The district court also ruled that claims 33 and 41 of the '679 patent were indefinite, because it deemed those claims internally inconsistent. The trial court noted that those two claims expressly require a laser beam directed to the center of the energy zone, while at the same time being respectively dependent on independent claims 32 and 38 which were construed as excluding that central laser beam. Reasoning that claims 33 and 41 could not simultaneously require and preclude that central laser beam, the court concluded that one of skill in the art could not determine the scope of those claims, rendering them indefinite. Our correction of the claim construction has now removed the improper negative limitation and thus negated the inherent contradiction identified by the district court. Accordingly, we reverse the summary adjudication that claims 33 and 41 of the '679 patent are invalid for indefiniteness.
We reverse the grants of summary judgment that Raytek does not infringe the patents in suit and that claims 33 and 41 of the '679 patent are indefinite. Having done so, we remand these cases for further proceedings consistent with this opinion.
REVERSED AND REMANDED.
We note that this is the same standard applicable, in the context of the doctrine of equivalents, to the doctrine of argument-based estoppel,Litton Sys., Inc. v. Honeywell, Inc., 140 F.3d 1449, 1458, 46 USPQ2d 1321, 1327 (Fed.Cir.1998), and that our precedent has recognized a relation between the doctrines of argument-based estoppel and prosecution disclaimer, Alpex Computer Corp. v. Nintendo Co. Ltd., 102 F.3d 1214, 1221, 40 USPQ2d 1667, 1673 (noting that "just as prosecution history estoppel may act to estop an equivalence argument under the doctrine of equivalents, positions taken before the PTO may bar an inconsistent position on claim construction").

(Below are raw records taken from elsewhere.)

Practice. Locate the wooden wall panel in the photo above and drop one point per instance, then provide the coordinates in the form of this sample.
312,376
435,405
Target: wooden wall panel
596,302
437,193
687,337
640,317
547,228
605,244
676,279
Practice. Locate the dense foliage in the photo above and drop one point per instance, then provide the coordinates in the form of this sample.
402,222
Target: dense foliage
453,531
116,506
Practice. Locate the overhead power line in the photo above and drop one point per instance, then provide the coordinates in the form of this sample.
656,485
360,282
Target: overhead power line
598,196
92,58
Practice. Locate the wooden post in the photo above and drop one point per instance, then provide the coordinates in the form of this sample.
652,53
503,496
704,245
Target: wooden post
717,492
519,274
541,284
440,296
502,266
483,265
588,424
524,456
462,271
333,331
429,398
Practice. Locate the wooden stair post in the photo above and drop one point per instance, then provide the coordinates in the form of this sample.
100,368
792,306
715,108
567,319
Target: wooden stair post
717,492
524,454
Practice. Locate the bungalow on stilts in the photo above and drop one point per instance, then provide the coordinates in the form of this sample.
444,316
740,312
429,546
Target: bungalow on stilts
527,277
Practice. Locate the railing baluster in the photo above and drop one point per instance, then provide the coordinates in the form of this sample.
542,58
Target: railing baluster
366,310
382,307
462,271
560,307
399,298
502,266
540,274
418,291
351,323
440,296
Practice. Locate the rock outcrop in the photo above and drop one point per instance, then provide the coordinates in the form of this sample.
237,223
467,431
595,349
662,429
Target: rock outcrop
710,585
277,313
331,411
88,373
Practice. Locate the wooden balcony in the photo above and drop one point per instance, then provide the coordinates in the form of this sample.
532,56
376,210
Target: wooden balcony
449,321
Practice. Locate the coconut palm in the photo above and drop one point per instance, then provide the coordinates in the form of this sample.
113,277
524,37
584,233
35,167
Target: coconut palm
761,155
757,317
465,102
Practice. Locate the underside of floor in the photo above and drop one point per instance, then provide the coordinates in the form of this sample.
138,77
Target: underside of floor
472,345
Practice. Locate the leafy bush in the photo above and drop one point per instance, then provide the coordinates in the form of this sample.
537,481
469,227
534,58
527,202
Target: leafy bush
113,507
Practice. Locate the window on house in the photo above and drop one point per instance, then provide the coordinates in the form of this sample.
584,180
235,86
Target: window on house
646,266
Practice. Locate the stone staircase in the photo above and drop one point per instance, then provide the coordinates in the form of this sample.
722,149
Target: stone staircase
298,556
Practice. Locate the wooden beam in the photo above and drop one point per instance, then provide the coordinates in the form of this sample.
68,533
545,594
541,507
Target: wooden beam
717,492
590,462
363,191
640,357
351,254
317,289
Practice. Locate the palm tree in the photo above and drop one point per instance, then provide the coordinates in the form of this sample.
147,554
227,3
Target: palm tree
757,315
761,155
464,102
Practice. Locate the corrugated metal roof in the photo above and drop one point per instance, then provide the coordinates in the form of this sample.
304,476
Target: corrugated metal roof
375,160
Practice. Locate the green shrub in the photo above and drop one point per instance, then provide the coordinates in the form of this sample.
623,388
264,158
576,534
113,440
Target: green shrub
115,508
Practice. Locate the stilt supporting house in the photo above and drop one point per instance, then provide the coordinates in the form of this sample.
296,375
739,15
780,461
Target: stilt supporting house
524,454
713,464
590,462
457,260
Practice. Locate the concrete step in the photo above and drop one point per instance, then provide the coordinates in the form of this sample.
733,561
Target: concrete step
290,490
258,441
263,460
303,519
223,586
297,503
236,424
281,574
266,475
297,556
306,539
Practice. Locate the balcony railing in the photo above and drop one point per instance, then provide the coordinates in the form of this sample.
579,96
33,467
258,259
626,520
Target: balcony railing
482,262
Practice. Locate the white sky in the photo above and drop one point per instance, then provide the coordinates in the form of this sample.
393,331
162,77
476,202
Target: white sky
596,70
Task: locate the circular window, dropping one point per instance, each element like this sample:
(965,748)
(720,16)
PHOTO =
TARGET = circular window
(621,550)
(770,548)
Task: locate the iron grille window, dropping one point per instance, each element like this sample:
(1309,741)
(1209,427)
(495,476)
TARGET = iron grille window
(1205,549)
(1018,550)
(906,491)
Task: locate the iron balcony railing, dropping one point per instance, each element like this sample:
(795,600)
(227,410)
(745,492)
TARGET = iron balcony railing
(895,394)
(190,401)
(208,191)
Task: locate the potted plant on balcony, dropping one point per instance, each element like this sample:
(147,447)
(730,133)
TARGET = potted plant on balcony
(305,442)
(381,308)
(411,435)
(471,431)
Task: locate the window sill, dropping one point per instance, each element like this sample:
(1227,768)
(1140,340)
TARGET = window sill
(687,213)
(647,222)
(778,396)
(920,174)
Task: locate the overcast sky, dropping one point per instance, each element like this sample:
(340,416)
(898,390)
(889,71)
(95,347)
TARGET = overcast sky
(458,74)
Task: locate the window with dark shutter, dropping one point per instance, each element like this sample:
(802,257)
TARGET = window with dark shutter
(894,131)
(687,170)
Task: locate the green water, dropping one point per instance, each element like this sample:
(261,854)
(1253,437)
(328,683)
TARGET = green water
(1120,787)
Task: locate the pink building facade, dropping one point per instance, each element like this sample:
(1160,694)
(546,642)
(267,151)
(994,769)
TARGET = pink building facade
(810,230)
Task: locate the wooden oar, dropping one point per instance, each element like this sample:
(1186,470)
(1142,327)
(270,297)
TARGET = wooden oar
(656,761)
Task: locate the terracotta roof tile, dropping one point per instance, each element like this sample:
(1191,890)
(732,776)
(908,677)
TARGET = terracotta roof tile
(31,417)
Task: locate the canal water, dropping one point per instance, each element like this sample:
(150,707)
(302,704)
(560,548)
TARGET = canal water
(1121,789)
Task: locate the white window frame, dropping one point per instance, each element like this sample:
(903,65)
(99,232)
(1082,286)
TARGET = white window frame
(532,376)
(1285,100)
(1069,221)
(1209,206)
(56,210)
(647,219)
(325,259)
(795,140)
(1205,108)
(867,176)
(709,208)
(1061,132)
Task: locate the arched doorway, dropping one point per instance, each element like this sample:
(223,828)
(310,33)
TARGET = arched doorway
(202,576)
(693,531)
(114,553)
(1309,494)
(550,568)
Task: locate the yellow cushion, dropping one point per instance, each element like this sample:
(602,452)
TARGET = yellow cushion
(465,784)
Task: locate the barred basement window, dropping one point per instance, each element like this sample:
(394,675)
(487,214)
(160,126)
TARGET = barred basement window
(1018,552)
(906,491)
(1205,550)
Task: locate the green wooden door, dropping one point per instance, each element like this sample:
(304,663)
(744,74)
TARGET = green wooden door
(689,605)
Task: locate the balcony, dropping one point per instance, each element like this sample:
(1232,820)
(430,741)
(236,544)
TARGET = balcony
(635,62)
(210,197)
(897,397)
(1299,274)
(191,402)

Because Omega did not pursue any argument that Raytek infringed the '880 patent under the doctrine of equivalents, we limit our discussion to literal infringement
Except for independent claim 7, all the asserted claims of the '678 patent include the limitation "to outline." Claim 7 requires that the laser beams "identify the extent of said radiation zone." '678 patent, col. 11, ll. 41-42. Because the district court and the parties treated the limitation in claim 7 as an equivalent of "to outline," tying their fates together, we shall do the same
Although the '679 patent contains 53 claims which were all asserted in the complaint, the parties subsequently submitted a stipulation withdrawing claims 15 and 16 from the litigation. We will consequently not address those withdrawn claims
Although some of the claims of the '679 patent use phrases akin to the term "to outline," the district court and the parties treated those analogous phrases as equivalents to the term "to outline," tying their fates together. We will therefore do the same
We note that the district court's claim construction inevitably required the invalidation of claims 33 and 41, in contradiction to the canon that courts should attempt to construe claims to preserve their validitySee Wang Labs., Inc. v. Am. Online, Inc., 197 F.3d 1377, 1383, 53 USPQ2d 1161, 1165 (Fed.Cir.1999). Since the intrinsic evidence did not compel the invalidating construction, the district court thus erred.